塵埃日記

つれづれなるままに、日々のよしなしごとなど。

仙台人の見分け方

2015年04月19日 | 仙台
 
 先日、家の用事で仙台にしばし帰郷していました。東京駅の東北新幹線ホームでいつものように電光板を見上げると、行先に金沢と書いてあってビックリ!一瞬乗り場を間違えたかと思いました。北陸新幹線は長野新幹線の延長ですから、東北・上越新幹線とホームが同じなんですね。今後は、同じホームから函館、秋田、山形(新庄)、新潟、金沢と多岐にわたる行先の列車が出る訳で、日本人はもちろんのこと、外国人観光客が間違えてえらいことになってしまわないか心配です^^;

 さて、仙台に来ると、とりあえず駅前から延びる長いアーケード街を、「あれ、こんな店ができたんだ~」「おや、ここにこんな店なかったと思うけど、前なんだったっけ~」と小首を傾げながら歩くのがお決まりとなっています。もはやもとからあった商店よりも、県外資本の店舗の方が多いのではないかとすら感じます。

 それは仙台市内に暮らす住民についても同じで、おそらく純粋な仙台人は人口の半分にも満たないのではないかと思われます。仙台人の中央志向はよく知られたところで、仙台に生まれ育った人は少なからず東京に憧れて上京してしまいます。逆に、東北の中心都市である仙台には、他の東北各県から移り住んだり、東北での事業のために転勤や出張でロングステイする人が多く集まります。

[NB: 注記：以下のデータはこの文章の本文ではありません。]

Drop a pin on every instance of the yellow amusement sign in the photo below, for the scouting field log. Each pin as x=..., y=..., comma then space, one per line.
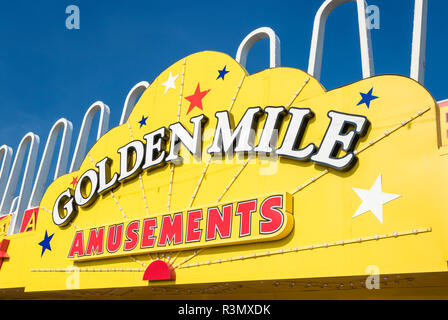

 自然、仙台の昔からの慣習や言葉遣いなどを体得している人の割合は下がり続けているのではないかと、少々懸念しております。そこで今回、「仙台人の見分け方」と称して、体に染みついたアクションを2つばかり(少ないですが)ご紹介したいと思います。あらかじめ断っておきますと、私の年代以上の人たちには確実にみられるものですが、20代以下の若い世代にもがっちり当てはまるかは分かりませんm(_ _)m

 1)エスカレーターでは歩く人が左側

 街中の人々を観察してまず一番分かりやすいのは、エスカレーターでどっち側に立っているかということでしょう。仙台では、右側に立つのが暗黙のルールです。大阪に倣ったわけでもないでしょうし、そもそも他の東北各県はおろか、宮城県内の他の市町村では、おそらく東京と同じく左立ちです。理由はさっぱり分かりませんが、昔からそれで慣れているので、私などは帰仙すると勝手に右立ちになります。

 とはいっても、一度仙台を離れて左立ちを会得して帰ってくる人もいれば、先の中央志向で進んで東京に倣おうとする人もいるでしょうから、イコールとまではいえません。ただ、エスカレーターでの右立ちは、生粋の仙台人であることの十分条件であるとはいえると思います(大阪から移住される方がそこまで多くないと仮定してですが^^;)。

 さすがに仙台の玄関口である仙台駅構内では左立ちが圧倒的に多いですが、これが中高年のメッカである仙台三越になると、逆に右立ちが過半数を占めます。ただ、カンの鋭い人は、新幹線の仙台駅改札を出て最初のエスカレーターに乗ろうとして、ちょっと違和感を覚えるのではないでしょうか。ここには上り下り2本のエスカレーターが隣り合っているのですが、進行方向のものは右側に来ています。私の見てきた限り、仙台市内では基本的にこのようになっています。関西については知らないのですが、関東では上下2本のエスカレーターがあれば、まず進行方向のものが左側にあるはずです。こういったものは意外と頭より体の方で覚えているものなので、飲んで酔ったときなどに、誤ってつっかえて転んだりしないように気を付けた方がよいでしょう。

 
仙台駅前のとあるエスカレーター。
進行方向(この場合下り)が右側です。


 2)「仙台」と聞いて「牛タン!」と返されるとガッカリする。

 これも仙台人全員というわけではないでしょうが、私の知っている範囲の仙台出身者にはほぼ当てはまると思います。そもそも、生粋の仙台人であれば、みんな仙台牛タンの発祥の店を知っています。ですが、そのお店へ行くことはおろか、牛タン自体めったに口にすることはありません。戦後間もなく仙台牛タンが「発明」されて以来、今日に至るまで仙台の牛の舌が使われることなどほとんどないことを、仙台人は皆知っています。

 「仙台牛タン」と銘打って見たことも聞いたこともない店が雨後の筍のように出現するようになったのは、東京駅にまで支店を構える某有名店が設立されてからの、ここ20年くらいの話です。私が子供の頃は、牛タンはまだそれほど土地を代表するような食べ物ではなかったはずです。

 じゃあ仙台に行ったら何を喰えばいいんだ!となると思いますが、少なくとも牛タンはどこで食べても同じです(そもそも中身はアメリカ牛ですから…)。仙台オリジナルということであれば、魚介系の店に行けば間違いないと思います。「仙台といえば牛タンだよね」と言われて顔を曇らしていた仙台っ子も、「東北の魚介を堪能したいな」といえばきっと勇躍して案内してくれることでしょう。

 聞いたところでは、大阪の人も串カツの有名店は知ってはいるけど、串カツ自体は滅多に食べないとか。それが事実なら、仙台の牛タンもまったく同じです^^;。

 ということで、生え抜きの仙台人が絶滅危惧種となってしまう前に(笑)、パッと思いつくところで仙台人の特徴的な行動を挙げてみました。もし仙台へいらっしゃることがあれば、ぜひちょっと道行く人々を観察してみてはいかがでしょうか。